Just my luck I’m not Lyle.
Better than Lyle’s predecessor, though, who wrote surrealist limericks and was beaten up by Picasso.
Maine
We were taught how to use the abacus in Maine. Meanwhile, the neighbor next door was writing music with a computer at Bowdoin College. This was 1965. He took us to see the computer…it was the size of Long Island. The first school I went to in Maine was on an island off the coast. We lived three islands off the coast, so we bused over an entire island to get to school. Area’s rich now, apparently, full of Boston summer homes and movie star money, but back then it was all poor lobstermen and cod fishermen on the water, farmers inland, plus the Bath Ironworks where my Dad worked. The second school I went to was a one building brick structure kids’ grandparents had gone to the same school.
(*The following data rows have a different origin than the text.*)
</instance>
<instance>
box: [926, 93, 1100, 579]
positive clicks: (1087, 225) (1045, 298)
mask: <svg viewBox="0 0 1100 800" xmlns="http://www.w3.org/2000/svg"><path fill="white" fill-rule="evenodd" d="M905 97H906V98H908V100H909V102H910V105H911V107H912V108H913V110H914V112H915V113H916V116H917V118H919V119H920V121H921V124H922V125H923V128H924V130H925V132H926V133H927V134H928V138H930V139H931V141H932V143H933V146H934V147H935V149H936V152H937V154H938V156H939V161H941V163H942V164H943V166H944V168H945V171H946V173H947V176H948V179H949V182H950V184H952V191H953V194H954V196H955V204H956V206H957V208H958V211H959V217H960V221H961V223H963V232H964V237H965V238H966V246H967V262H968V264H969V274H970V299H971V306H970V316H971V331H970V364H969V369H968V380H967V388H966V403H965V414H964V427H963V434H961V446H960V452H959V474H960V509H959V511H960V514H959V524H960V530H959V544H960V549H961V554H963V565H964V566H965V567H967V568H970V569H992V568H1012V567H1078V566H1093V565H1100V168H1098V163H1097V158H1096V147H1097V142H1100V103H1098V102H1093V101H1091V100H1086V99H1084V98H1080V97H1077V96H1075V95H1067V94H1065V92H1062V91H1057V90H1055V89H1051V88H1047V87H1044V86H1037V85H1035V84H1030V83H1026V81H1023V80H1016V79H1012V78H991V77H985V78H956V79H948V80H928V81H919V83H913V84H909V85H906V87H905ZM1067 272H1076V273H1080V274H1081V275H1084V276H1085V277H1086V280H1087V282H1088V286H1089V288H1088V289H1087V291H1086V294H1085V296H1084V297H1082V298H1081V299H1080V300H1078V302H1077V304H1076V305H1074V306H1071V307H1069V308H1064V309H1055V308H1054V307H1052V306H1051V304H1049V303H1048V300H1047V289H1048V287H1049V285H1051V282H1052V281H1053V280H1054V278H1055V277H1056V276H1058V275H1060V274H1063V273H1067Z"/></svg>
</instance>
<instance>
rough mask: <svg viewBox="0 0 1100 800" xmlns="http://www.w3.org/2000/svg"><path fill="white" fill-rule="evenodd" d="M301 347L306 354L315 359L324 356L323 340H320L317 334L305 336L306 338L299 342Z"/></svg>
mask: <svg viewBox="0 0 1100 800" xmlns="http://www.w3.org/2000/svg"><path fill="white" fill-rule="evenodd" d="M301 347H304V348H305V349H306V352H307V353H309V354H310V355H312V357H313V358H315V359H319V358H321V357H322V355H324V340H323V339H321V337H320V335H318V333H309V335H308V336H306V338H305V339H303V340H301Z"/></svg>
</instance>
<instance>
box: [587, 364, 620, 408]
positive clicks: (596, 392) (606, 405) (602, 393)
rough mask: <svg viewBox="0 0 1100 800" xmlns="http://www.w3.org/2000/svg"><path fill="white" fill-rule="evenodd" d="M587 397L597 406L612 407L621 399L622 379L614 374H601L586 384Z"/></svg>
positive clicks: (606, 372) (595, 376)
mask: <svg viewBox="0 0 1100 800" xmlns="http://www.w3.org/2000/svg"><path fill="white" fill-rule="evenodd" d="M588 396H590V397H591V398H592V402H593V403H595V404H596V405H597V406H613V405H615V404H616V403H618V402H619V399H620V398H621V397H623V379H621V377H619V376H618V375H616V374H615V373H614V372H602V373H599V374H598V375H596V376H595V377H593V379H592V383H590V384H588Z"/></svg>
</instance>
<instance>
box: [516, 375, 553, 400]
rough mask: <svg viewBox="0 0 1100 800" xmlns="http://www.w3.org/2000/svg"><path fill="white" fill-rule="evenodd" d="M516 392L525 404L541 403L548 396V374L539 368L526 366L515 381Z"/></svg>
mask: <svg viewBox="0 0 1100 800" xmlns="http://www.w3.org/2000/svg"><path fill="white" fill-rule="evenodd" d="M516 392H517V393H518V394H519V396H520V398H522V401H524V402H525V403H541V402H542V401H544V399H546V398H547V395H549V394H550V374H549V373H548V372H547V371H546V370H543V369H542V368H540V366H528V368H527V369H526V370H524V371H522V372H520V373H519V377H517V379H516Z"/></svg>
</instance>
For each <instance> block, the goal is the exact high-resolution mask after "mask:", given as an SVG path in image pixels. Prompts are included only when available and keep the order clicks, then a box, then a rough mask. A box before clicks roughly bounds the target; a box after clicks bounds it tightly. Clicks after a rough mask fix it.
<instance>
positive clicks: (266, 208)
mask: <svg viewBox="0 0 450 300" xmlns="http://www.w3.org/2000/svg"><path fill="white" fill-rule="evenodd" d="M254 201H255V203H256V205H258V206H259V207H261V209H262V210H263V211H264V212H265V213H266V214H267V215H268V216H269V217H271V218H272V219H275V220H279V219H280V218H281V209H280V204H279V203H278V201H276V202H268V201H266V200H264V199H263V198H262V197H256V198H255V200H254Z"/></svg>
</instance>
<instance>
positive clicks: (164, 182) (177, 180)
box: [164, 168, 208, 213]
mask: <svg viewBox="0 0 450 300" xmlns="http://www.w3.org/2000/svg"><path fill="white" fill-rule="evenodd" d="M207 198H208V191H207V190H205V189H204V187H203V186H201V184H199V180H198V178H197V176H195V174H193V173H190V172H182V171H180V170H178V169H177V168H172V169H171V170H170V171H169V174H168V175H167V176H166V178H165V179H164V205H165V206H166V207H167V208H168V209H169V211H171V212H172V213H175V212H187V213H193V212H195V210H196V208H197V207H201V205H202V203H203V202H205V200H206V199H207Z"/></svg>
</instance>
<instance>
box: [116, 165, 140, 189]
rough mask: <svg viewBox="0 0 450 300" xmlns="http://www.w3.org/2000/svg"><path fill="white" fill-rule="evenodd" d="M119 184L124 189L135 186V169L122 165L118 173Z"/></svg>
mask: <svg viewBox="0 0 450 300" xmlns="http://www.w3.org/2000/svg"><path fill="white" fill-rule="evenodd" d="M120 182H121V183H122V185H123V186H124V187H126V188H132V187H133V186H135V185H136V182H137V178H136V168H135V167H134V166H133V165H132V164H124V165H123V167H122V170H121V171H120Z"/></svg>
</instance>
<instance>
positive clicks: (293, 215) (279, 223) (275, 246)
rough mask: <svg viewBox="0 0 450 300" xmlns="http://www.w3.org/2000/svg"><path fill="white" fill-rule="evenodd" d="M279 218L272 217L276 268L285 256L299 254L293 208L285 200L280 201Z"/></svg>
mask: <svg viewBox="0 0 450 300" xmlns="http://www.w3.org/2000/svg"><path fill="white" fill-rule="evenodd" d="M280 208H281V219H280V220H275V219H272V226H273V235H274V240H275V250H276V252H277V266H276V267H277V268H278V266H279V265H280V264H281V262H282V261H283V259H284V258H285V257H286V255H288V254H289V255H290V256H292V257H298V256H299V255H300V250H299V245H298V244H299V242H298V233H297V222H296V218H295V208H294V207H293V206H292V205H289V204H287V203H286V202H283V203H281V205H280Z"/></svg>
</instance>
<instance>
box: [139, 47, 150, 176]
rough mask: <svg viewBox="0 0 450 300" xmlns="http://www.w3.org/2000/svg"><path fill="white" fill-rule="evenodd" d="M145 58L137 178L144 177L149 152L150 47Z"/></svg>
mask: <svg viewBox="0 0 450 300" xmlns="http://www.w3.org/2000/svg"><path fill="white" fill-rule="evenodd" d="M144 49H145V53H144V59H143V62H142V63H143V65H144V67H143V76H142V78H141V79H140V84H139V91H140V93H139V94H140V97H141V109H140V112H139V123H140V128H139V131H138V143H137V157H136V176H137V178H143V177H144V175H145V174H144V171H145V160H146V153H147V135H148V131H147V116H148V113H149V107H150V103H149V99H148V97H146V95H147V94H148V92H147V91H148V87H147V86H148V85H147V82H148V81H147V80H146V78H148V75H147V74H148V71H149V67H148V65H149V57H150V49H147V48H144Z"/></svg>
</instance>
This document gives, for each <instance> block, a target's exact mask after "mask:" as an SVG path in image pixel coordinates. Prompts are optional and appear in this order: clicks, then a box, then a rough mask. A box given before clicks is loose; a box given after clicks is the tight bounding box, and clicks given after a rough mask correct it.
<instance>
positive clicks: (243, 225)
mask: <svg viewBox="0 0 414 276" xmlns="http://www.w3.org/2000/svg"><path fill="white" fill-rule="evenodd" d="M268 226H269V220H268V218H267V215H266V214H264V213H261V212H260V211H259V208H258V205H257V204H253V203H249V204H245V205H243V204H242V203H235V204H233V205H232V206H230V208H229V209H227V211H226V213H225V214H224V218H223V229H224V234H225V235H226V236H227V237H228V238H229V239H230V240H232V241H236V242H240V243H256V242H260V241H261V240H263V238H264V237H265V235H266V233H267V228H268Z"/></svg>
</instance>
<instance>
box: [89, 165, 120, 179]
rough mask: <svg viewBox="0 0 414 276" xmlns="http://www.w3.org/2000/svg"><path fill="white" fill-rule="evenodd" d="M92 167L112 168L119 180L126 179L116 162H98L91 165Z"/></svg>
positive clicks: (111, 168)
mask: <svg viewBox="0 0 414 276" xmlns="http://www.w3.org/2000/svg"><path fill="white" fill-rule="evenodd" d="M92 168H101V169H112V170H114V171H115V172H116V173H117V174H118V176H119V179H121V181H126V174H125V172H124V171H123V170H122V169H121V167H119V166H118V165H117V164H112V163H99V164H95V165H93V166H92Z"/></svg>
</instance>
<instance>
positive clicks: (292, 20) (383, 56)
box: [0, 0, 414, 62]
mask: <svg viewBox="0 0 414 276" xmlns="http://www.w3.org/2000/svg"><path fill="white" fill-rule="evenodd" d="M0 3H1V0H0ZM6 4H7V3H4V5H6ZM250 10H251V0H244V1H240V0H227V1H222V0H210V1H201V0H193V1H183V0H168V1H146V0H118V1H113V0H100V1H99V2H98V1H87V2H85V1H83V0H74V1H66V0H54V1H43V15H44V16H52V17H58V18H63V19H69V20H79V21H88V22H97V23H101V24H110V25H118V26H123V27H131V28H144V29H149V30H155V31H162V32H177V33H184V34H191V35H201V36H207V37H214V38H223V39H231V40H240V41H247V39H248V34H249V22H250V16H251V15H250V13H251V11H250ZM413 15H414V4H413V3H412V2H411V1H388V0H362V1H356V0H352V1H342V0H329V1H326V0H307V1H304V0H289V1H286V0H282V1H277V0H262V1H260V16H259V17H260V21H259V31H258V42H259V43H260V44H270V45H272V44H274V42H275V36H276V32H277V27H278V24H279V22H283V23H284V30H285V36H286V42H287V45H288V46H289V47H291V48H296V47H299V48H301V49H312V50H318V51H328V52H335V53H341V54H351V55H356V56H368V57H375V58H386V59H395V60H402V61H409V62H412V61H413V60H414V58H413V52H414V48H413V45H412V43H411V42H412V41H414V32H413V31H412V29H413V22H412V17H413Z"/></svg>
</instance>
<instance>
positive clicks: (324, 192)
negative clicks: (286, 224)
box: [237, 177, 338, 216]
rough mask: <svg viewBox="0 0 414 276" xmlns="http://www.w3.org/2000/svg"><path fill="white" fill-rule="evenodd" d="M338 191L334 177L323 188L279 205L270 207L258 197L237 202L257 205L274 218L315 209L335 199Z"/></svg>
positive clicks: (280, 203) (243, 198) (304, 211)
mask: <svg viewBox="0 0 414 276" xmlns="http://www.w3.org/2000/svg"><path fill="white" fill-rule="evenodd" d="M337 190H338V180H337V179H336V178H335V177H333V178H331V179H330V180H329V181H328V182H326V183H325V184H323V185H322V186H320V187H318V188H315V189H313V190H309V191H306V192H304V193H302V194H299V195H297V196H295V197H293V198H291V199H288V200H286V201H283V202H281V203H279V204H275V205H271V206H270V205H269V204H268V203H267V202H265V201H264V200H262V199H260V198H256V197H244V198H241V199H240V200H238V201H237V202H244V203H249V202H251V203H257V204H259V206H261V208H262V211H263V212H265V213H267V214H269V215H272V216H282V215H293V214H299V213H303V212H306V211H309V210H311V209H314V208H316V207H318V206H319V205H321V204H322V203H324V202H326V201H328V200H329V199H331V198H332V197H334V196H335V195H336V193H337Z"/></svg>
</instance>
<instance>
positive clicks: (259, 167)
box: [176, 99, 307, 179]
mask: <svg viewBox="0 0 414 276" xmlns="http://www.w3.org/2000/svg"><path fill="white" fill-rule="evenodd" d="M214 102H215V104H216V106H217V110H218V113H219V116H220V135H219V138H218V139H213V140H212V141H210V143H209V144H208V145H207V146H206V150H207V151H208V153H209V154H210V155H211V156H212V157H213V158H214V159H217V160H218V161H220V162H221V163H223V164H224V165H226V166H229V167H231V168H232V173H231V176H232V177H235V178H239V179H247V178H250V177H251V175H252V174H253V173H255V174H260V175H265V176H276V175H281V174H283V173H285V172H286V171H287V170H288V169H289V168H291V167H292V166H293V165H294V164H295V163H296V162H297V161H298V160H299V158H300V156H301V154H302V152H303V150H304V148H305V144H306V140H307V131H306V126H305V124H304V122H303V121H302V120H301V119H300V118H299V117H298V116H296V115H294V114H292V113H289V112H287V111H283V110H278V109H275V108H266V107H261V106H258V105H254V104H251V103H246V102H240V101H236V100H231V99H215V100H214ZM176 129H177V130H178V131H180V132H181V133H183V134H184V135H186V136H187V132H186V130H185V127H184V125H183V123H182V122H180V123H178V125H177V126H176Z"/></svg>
Winters were harsh. I remember walking home from school through sandy fields during gales, ouch. I remember snow on Mother’s Day, and the best creepiest Halloweens ever. Loved it there–3rd grade was the only time I spent an elementary school year in one school. (I’d been to five in 2nd grade…well four, went to one twice..started in San Diego, wound up in Maine with a detour to Tacoma.) Oh yeah, I remember seeing Minnie Pearl and ox pulls at the county fair, and I hated cod liver oil. Once the snow cleared kids played viciously competitive marble games everywhere. Tough bunch, Mainers, civil war monuments in the cemeteries, huge things, and they were still fiercely proud of their Abolitionism…Harriet Beecher Stowe wrote Uncle Tom’s Cabin in our town there. We almost settled in Maine, in which case I’d be one of the people Jeff Foxworthy jokes about and you all would never know me, or me my wife, which is too scary to think about, or weird to think about anyway. When you move constantly your life is like brownian motion, seemingly random, to a kid anyway, but always an adventure. I loved it.